How much is a Jumper worth?


Primark Autumn/Winter 2015 collection have this rather nice Aran knit for £10. They don’t say what it’s made from but I’m guessing acrylic, probably made on a machine in a factory paying at the most minimum wage. For those buying it, I expect, it’ll end up worn for a short while and end up in a charity shop for the start of summer.

Yeah, I suppose, from a distance no one knows it’s acrylic, and some might even imagine a relative with Irish ancestry knitting a traditional Aran just for their favourite niece or grandaughter. Maybe.

I recently heard a talk from Rosemary Eribe who runs a knitwear company in Scotland. Her jumpers start at £175 and I suppose when you have to choose between a £10 and £175 jumper most people would sit firmly on one or the other sides of the fence.


For most it comes down to cost, and as someone who has spent the last couple years looking at and speaking about poverty I can hardly gripe at someone who feels £10 is a lot of money.

But here’s a thought, how long will the acrylic jumper last? It’s designed for one season, and recently I’ve found myself sewing up seams for a neighbour who’s a bit partial to cheap clothing. Thankfully my neighbour has me next door who doesn’t mind sewing up a sweater seam (it’s always the seams). But for those who don’t live near by you could be paying another £10 to get that repair done.
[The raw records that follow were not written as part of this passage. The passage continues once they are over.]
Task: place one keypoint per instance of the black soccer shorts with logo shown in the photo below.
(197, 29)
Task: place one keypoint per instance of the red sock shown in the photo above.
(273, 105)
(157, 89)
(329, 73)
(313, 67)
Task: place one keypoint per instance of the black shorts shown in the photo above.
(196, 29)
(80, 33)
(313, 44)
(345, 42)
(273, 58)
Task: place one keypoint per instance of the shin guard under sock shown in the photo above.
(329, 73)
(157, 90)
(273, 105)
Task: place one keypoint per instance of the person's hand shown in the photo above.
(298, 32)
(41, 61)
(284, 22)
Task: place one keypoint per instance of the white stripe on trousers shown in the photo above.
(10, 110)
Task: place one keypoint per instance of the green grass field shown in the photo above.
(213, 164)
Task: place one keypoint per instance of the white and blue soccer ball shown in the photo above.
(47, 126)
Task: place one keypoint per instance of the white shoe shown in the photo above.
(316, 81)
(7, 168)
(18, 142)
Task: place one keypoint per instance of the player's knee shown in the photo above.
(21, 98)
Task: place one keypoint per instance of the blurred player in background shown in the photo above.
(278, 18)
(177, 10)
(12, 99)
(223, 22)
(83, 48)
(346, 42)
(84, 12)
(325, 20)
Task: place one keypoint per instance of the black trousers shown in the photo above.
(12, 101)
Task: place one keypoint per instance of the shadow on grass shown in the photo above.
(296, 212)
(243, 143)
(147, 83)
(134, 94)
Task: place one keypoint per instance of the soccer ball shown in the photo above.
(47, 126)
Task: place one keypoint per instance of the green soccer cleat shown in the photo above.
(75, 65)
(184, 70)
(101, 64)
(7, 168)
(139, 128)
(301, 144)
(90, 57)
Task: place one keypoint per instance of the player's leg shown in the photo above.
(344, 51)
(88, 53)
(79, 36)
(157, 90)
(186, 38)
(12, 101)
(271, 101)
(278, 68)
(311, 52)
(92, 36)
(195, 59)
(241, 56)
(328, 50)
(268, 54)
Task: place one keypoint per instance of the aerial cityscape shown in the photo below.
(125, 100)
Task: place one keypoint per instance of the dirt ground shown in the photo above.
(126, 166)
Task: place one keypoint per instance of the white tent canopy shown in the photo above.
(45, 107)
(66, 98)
Then there’s the concience cost, as a person who’s experienced poverty I don’t like the idea that I’m climbing out of the pit by standing on the shoulders of someone else. You couldn’t even buy the acrylic wool to make a jumper for under a tenner, so somewhere, something is being cut.

Actually, how many sweaters do you need? I don’t have any, I have a couple hoodies, still being a bit of a tomboy I guess. I’d like one, but I just haven’t found the one I want yet. Yep, I’d like one. Not a cupboard full, just one. I’d rather save and buy one perfect jumper than pay for a sweater every few months that will get thinner with every wash, isn’t insulated, so not warm in winter (which defies the point of one) and will last for a few years at least.

Eribe sell hand knitted items, yep hand knitted, by Scottish knitters. A bit like the shreddies knitting nanas, but real. I like machine knitting (most of my degree seems to be on machine knitting) but there’s no comparison to a hand knitted jumper.

I was in a class at Uni last year talking to a tutor about quality. I’m assuming the tutor isn’t a wool worker because she asked why I wouldn’t consider acrylic as a quality yarn. I gave no answer, where would I begin?

Wool is a hollow fibre, which traps air keeping you warm. It has an amazing abilies listed in great detail on the Woolmark page. Words like Natural, warm and cool, odourfree, biodegradable, stain-resistant, static-resistant, breathable, soft and renewable all come to mind.

You can have your £10 acrylic, that is man-made, doesn’t wick sweat away, doesn’t keep you warm… in other words doesn’t do the job a sweater is made to do. Or you can invest in a traditionally made, pure wool, UK made jumper that will last far longer than a one season fad.

But here’s the other reason to consider jumping from the cheap side. Tradition.

I’ve been considering my jumper for a while (I spent less time choosing my tattoo) I want a gansey sweater, you can get these knitted for you in Whitby for a reasonable cost. Y’see, my dad’s family were fishermen, and a gansey becomes a link to my heritage.

The patterns on ganseys and arans were local to the place you came from, and I want to choose a pattern that links my family and me. I want a heritage sweater that says I’m from fishermen stock, I have salmon fishing in my blood, but I also come from a Christian family, so I want to include a pattern that recognises that part of my life. That’s what these patterns did, they told stories.

I want my jumper to be more than “that’s what we’re wearing in 2015” but a story of a family, a heritage. Suddenly £175 doesn’t seem all that much (and lets be honest, a tattoo often costs much more).

Of course, for those who still think the price is far too high, you can always take up knitting and make your own. That’s what I might end up doing, I’ve been spinning a lot of Bluefaced Leicester recently in a blend of natural sheep colours.